Untying ropes, pulling up anchors and tying fishing knots just aren’t the most pleasant things to do through the Winter, even with the best fingerless neoprene gloves. Trying to keep your hands from shivering long enough to thread a hook can get pretty tough – I hate Winter!.

Add some half-frozen pilchard or prawn slime, an undersized squire or bream with sharp spikes and you won’t feel the initial cut until there’s claret everywhere. Then wipe the mess on an expensive fishing jacket and suddenly that early morning call of the wild is just making you wild! All you can do is wait for the sun to climb over the horizon and to thaw you out. No wonder it’s easy to have the whole waterway to yourself at this crazy time.

On the other hand, the thermos full of hot coffee can be a saviour, thawing the hands a little to lift the rod from its holder and turn up the drag to set the hook – some Winter mornings before sunrise the fish turn on like at no other time.

Yes it’s hard to get up and face the chill factor but most of the keenest anglers do it and thoroughly deserve the often rich rewards.

This time of year westerlies can drive you crazy and the Hunter River can seems to run on the worst angles, facing directly into the unforgiving wind. It can be all roses going out with the wind at your back and it can be glassy within a few kilometres of the shore. It isn’t until you head into the wind on the way home that you face the steepest chop peaks, blended with the wakes of the large ships and tugs or a busy sea port. It can become a dangerous place to be in a small trailer boat.

However, the fishing can be fantastic for drummer, groper, large trevally, snapper, kingfish, bream, bug tailor – Winter can really offer some of the best fishing of the year.

You can find a lot happening on patches of reef, the close kelp grounds and around the rock walls which provide shelter from the wind. You will find tailor in the suds, drummer and groper under them and bream and snapper on the bottom.

Troll along the walls or cast in close and you can hook a lot of fish that use the washes to feed. The wind also creates a berley trail from the waves crashing along the walls, that’s why they fish so well. In a boat you are pulling the fish away from their rocky caverns and don’t need the long, powerful rod you would if you were fishing off the wall itself. Groper and drummer are masters at holing you.

Some fish may be a bit more lethargic in cold water but present an appealing bait and their mood can change in a second. I use squid or garfish in pieces for bream or whole for snapper, kings and jew. I float them in the washes around sunrise and sunset for larger tailor and even troll them slowly to produce fish that otherwise wouldn’t take a bait. Garfish and other baitfish mass along the coast in Winter so follow the bait pattern and you are a long way into cracking the code.

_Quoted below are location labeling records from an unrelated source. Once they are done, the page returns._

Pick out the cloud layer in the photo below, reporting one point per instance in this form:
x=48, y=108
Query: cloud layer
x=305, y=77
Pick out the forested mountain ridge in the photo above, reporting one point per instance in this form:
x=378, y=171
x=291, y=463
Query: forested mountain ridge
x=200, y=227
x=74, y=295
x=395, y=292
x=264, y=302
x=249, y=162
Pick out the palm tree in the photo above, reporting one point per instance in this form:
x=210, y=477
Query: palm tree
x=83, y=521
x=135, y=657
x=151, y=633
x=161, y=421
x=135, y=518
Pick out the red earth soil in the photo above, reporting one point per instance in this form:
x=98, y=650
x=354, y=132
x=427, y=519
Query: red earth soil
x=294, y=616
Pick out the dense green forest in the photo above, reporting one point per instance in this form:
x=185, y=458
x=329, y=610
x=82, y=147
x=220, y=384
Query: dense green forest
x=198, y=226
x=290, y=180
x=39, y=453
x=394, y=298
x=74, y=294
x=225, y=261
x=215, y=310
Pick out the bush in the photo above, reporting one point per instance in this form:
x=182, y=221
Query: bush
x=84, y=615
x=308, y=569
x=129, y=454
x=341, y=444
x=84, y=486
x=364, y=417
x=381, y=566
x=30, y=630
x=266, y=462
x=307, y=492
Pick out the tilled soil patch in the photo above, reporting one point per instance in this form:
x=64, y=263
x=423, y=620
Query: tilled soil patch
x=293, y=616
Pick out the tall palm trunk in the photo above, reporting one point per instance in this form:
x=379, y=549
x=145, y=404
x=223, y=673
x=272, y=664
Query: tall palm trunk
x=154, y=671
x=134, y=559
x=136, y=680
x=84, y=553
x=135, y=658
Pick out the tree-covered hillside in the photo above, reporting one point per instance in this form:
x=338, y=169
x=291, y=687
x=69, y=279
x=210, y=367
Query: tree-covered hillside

Craig Hain, of Belmont Marine Sports, says it’s been fairly quiet over the past few weeks but smatterings of bream have been a highlight for those willing to get out and face the cold morning.

Some schools of sizable tailor have been hanging off the coast and hopefully showing up along the rocks and beaches by the time you read this.

To find the tailor you can always walk across the backs of the salmon that are feeding freely in the area. A lot has been said about the numbers of these fish lately and it could be time to have some of the olden-day lure casting championships brought back to the beaches. There could a few prizes for the longest casts and so on. Kids all over would be interested and I would be keen to see one happen here in the Hunter. With a few tackle shops to lend a hand and there could be an instant annual competition.